Es curioso que este uso del término «idiota»
sea el opuesto al que se cree que tuvo originariamente, al menos en una de sus
acepciones. En la Grecia clásica «idiota» no se refería al que descuidaba lo privado
para ocuparse de lo público, sino al que descuidaba su faceta pública y actuaba
como simple particular. Justo lo contrario. Y eso que los antiguos griegos
vivían en un ecosistema político parecido al nuestro: democracias más o menos
convulsas e inestables rodeadas de amenazantes (y tentadores) regímenes
totalitarios. Tan peligroso era el mundo – antes y ahora – que seguro que las
abuelas griegas dirían a sus nietos lo mismo que las nuestras: que, hiciesen lo
que hiciesen, no se «significaran» nunca. ¿Pero por qué les haríamos más caso
los de nuestra generación que los griegos de hace dos mil quinientos años?

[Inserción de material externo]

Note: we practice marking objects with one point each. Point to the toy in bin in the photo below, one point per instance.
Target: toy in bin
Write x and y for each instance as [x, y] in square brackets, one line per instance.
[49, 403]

A este desprecio de lo político en
sentido amplio han contribuido, sin duda, muchos factores: el espectáculo
mediático en torno a la corrupción política, el «coste de información» que
supone para el ciudadano medio valorar problemas cada vez más complejos, la
concepción ultraliberal del Estado como una empresa limitada a asegurar el
bienestar particular, o la idea – no menos liberal – de que la democracia no es
más que negociación de intereses y que toda invocación a la justicia o a las
virtudes cívicas es idiotez o hipocresía.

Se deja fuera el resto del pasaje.